Lin entered China in 2006 and attempted to establish a Christian training center in Beijing. China’s Communist Party disapproves of such activities and routinely roots out underground Christian churches, seeing them as a threat to its power. Only officially-sanctioned, closely monitored churches are permitted under the Communist Party’s rule.
Lin was detained the same year he arrived, then in 2009 he was handed a life sentence after being convicted of fraud. The charge is often applied to home church leaders who try to raise money for expansion, according to the Dui Hua Foundation human rights group.
The U.S. State Department, which always maintained that Lin was wrongfully detained by China, confirmed his release on Sunday.

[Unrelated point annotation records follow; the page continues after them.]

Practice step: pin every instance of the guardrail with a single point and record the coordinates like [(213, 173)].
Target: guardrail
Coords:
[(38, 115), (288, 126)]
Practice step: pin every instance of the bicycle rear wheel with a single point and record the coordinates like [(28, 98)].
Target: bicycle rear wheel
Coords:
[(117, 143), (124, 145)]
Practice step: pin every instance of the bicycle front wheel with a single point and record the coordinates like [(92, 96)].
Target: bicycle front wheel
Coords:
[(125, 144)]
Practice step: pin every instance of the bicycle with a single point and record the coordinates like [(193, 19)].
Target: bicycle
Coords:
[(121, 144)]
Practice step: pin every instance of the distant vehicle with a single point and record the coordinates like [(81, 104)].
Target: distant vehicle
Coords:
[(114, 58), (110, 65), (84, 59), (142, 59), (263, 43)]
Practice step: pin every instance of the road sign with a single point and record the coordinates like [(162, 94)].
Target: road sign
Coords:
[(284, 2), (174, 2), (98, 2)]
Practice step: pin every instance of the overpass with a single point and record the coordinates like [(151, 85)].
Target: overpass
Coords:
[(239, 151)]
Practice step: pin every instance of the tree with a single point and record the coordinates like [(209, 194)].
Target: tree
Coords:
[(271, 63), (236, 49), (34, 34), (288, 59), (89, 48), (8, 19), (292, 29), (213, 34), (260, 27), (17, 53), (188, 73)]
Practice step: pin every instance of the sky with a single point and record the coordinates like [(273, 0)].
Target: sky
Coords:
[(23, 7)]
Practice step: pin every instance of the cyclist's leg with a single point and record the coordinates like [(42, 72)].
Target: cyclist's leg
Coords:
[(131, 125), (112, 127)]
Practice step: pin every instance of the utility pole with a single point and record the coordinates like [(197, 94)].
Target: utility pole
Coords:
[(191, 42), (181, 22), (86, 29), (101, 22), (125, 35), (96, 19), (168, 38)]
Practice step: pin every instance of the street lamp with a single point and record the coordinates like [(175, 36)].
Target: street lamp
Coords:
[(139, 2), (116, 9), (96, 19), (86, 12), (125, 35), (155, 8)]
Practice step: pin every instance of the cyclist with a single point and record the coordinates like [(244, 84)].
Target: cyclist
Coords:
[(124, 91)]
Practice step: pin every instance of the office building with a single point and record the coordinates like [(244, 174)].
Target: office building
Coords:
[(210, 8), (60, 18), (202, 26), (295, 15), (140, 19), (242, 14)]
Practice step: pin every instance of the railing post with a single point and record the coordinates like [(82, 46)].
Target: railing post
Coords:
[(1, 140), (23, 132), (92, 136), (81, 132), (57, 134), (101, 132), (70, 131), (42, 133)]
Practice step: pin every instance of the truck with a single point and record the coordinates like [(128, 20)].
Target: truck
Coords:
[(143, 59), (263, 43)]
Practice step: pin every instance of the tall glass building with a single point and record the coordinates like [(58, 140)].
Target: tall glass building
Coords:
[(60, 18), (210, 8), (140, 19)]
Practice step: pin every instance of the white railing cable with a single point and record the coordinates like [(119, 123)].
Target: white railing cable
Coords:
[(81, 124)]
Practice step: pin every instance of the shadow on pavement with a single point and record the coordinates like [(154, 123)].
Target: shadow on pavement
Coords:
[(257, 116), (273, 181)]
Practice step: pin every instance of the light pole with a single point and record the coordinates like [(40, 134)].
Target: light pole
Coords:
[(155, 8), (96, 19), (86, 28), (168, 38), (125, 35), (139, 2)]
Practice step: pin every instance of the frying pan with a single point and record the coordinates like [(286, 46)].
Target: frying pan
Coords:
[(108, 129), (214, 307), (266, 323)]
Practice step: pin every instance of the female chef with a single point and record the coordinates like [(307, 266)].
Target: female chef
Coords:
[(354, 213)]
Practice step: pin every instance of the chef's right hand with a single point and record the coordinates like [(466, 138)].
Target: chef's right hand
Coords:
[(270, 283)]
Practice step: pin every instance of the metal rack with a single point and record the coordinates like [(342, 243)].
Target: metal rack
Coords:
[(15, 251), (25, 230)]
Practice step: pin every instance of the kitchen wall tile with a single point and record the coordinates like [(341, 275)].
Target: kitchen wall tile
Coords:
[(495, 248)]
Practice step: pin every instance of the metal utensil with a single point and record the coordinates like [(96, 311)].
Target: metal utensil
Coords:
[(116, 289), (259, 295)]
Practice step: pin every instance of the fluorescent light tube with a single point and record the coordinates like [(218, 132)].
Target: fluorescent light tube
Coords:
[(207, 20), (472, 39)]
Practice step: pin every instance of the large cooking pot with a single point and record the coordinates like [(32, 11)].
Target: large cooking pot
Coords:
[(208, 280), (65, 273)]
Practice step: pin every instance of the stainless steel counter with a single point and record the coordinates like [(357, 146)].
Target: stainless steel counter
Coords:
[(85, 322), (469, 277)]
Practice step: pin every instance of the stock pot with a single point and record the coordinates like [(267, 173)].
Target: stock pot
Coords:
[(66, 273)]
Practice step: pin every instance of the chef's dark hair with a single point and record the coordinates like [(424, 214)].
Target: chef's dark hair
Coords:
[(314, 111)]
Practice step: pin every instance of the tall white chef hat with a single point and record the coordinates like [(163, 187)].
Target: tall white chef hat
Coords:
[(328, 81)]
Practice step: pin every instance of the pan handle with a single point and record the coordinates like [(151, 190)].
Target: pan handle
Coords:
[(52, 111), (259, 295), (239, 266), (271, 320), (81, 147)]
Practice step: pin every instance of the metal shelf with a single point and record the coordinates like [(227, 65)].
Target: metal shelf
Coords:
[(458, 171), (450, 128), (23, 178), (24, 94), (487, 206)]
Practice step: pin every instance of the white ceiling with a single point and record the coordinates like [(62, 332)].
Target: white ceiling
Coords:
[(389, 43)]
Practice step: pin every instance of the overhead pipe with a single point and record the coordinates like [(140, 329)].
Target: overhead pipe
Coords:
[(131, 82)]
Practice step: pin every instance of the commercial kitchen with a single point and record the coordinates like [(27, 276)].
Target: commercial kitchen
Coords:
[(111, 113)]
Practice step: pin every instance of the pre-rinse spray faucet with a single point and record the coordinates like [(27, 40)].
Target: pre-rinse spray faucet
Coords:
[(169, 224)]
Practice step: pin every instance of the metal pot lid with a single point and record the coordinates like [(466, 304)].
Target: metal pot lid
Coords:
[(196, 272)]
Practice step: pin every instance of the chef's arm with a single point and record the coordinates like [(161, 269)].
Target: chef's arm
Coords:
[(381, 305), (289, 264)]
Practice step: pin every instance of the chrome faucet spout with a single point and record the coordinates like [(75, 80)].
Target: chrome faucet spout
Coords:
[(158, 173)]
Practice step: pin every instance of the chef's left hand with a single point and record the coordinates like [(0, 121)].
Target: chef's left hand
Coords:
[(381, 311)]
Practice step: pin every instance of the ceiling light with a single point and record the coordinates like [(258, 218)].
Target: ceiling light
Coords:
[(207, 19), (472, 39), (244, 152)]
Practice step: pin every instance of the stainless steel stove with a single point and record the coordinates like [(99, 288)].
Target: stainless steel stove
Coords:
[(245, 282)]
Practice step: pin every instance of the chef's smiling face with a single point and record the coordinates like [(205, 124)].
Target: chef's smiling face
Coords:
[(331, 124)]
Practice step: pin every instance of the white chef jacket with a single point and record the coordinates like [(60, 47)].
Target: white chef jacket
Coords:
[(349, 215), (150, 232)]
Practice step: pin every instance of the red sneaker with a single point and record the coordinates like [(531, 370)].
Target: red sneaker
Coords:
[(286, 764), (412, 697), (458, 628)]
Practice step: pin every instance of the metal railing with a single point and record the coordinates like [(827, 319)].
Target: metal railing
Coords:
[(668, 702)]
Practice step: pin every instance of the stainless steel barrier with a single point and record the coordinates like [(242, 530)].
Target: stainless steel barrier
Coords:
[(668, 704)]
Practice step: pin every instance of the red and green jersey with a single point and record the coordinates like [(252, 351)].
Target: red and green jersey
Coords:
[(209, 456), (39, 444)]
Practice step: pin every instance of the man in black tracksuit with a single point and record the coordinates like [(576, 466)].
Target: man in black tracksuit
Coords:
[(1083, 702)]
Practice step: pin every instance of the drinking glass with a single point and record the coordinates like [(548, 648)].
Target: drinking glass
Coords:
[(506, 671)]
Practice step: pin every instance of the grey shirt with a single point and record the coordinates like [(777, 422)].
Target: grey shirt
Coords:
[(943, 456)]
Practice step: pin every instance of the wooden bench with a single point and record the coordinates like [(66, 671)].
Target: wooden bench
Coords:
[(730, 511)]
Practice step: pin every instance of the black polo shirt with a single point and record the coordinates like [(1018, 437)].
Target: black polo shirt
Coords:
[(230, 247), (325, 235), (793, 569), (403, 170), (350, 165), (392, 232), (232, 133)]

The Chinese government did not make any public comment on Lin’s release during the long holiday weekend.
Lin’s daughter Alice earlier told Politico that her 68-year-old father would be arriving in San Antonio, Texas.
“No words can express the joy we have — we have a lot of time to make up for,” Politico quoted her as saying.
Last November, the chairman of the US. Senate Foreign Relations Committee urged President Joe Biden to use a meeting with Chinese President Xi Jinping to push for the release of Lin and two other detainees – Kai Li and Mark Swidan.
Washington says the three were wrongfully detained. China says such cases are handled according to law.
A congressional commission is due to hold a hearing next Wednesday on the case of American citizens imprisoned in China, in particular Lin, Li and Swidan, which it said had all faced health issues.